Thread Rating:
  • 1 Vote(s) - 5 Average
  • 1
  • 2
  • 3
  • 4
  • 5
Compiler Speed Trials
#46
boriel Wrote:A Question: Are you using float or fixed? Or both?

BM7 is Integer only.
BM8 uses the sine and ln functions, so is Float.
fSin moves the sin function to Fixed. Still uses ln (float) though.
Reply
#47
Added in some Draw Benchmarks:
I also very slightly changed the code to make it easier to use the three benchmarks. I think this added a fixed 0.02 second (1 frame) overhead into the benchmark from another goto. I decided this was near enough to not worry about too much.

Clearly the draw code improved at 1.27; though the curved line code is still hampered by the ROM code. It might not be fair to test that part, since it's so rarely used!

Code:
BM1      BM2      BM3      BM4      BM5      BM6      BM7      BM8                       BMDRAW
        Sinclair           4.46     8.46     21.56    19.82    25.34    60.82    87.44    23.30                     80.18
       ZX Basic 1.26 -O3                                                          2.12    20.78
       ZX Basic 1.26-r1603 -O3                                                    0.94    20.78 (17.14 with fSin)
       ZX Basic 1.26-r1812 -O3                                                    1.36    29.00 (24.22 with fSin)   38.02
       ZX Basic 1.27- r2114 -O3                                                                                     30.42
       ZX Basic 1.2.8-r2153 -O3                                                   1.36    29.06 (24.18 with fSin)
       ZX Basic 1.2.8-s644 -O3                                                    1.34    29.02 (24.22 with fSin)   30.42
Reply
#48
britlion Wrote:New benchmarks with 1.2.8.s644. 1.26-r1603 is still the speed king for ZX Basic. Hisoft fastest overall.
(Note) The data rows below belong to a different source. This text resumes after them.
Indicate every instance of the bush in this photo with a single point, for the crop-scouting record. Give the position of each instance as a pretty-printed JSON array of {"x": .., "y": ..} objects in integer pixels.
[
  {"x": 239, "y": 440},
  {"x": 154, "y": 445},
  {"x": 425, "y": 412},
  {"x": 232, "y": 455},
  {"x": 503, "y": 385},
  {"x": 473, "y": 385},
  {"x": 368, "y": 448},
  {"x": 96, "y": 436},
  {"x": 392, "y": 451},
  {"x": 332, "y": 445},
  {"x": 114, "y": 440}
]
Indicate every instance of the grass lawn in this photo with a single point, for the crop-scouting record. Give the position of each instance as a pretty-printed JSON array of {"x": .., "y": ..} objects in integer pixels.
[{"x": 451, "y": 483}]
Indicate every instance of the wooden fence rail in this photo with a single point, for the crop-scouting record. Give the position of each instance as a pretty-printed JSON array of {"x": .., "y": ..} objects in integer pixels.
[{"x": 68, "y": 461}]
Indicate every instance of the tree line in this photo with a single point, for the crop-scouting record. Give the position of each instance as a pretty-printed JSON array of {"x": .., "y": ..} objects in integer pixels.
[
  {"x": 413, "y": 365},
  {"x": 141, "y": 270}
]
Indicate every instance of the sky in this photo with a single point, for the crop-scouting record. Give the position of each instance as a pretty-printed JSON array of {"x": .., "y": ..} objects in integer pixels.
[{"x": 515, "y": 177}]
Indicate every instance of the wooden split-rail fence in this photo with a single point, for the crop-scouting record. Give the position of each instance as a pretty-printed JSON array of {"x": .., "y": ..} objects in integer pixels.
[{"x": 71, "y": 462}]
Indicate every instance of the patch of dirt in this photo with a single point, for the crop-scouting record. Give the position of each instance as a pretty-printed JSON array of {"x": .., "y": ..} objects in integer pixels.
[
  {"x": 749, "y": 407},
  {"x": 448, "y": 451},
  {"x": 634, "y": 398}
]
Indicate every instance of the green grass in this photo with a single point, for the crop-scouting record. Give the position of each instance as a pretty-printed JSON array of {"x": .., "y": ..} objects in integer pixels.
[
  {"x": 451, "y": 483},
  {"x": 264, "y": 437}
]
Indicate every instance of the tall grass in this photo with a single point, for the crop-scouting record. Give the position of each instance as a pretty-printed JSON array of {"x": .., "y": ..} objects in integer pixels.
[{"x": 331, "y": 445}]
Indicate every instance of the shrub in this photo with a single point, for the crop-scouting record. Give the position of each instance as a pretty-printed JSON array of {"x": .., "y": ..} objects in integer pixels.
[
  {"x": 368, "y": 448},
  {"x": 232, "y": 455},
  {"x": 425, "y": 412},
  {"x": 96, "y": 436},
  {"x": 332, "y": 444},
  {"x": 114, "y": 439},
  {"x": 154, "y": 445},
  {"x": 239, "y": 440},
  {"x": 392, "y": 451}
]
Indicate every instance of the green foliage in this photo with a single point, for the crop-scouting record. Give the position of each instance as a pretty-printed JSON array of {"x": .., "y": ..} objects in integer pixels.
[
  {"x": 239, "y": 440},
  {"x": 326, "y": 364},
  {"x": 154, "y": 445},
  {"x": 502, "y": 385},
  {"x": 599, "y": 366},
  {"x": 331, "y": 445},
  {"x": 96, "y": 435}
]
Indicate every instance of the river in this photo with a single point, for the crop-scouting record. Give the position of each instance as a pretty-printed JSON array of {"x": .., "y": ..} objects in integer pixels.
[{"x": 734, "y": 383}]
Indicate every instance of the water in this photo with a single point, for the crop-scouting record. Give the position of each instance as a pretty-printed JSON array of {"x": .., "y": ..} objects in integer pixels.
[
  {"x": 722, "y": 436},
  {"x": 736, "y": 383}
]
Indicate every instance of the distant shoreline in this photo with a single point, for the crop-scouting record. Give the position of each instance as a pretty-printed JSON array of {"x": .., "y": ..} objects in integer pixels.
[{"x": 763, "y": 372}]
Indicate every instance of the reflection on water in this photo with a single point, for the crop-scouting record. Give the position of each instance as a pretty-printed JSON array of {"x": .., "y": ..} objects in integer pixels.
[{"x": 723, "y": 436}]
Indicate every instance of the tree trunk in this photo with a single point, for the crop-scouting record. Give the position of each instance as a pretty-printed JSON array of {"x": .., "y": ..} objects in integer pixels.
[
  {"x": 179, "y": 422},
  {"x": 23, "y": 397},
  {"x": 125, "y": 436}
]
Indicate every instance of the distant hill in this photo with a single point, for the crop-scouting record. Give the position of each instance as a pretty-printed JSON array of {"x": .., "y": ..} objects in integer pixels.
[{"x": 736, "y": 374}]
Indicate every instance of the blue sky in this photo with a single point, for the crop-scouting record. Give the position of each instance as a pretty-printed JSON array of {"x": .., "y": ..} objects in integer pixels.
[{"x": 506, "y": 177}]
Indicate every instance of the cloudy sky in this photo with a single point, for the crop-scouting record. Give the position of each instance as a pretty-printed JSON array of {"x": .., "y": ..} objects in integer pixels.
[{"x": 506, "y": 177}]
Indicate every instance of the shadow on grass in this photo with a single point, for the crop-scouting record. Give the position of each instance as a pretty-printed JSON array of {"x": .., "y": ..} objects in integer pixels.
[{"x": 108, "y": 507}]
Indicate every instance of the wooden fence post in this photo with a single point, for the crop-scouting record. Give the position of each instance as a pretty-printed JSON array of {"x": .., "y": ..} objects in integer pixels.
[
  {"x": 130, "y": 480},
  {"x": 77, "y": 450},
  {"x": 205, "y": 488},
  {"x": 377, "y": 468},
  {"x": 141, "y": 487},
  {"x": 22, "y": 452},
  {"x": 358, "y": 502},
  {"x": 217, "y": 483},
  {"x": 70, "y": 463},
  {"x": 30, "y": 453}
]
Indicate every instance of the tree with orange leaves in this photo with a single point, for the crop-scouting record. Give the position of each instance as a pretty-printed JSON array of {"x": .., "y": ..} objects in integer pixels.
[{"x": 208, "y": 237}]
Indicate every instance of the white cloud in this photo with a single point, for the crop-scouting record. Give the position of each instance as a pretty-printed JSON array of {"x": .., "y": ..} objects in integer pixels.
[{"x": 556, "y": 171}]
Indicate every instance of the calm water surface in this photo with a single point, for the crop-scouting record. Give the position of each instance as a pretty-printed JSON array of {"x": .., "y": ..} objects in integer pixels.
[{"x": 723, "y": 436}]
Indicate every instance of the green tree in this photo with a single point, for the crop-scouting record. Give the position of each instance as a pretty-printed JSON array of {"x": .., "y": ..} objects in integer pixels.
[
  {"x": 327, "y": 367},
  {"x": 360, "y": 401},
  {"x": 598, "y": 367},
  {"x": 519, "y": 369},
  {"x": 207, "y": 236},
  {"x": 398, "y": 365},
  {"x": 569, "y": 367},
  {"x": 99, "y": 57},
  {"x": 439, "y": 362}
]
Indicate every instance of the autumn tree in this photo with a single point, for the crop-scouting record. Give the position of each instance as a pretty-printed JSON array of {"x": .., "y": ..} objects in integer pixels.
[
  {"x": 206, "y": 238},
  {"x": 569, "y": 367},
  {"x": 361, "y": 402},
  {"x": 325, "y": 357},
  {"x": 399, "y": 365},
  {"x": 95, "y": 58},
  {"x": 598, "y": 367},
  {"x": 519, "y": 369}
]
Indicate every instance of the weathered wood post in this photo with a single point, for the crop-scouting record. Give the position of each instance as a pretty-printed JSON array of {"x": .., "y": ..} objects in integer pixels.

Just for curiosity, I downloaded the "legacy" version on the website. It's version r1812. This also shows the slowdown, if you are trying to track when this happened.

Boriel, do you still have the code available to wind it back to 1.26-r1603? We don't have all versions for download any more!

Most version are "hidden" at <!-- m --><a class="postlink" href="http://www.boriel.com/files/zxb/archive">http://www.boriel.com/files/zxb/archive</a><!-- m -->, and all code history is now stored at <!-- m --><a class="postlink" href="https://code.boriel.net/hg/zxbasic/">https://code.boriel.net/hg/zxbasic/</a><!-- m --> (the mercurial repo), just in case. :oops:
Reply
#49
Hi, I've rerun your BM7 and BM8 tests against 1.2.8-s682 with -O3 and BM7 gives 1.05 segs, whilst BM8 outputs 19.05 (the best ever).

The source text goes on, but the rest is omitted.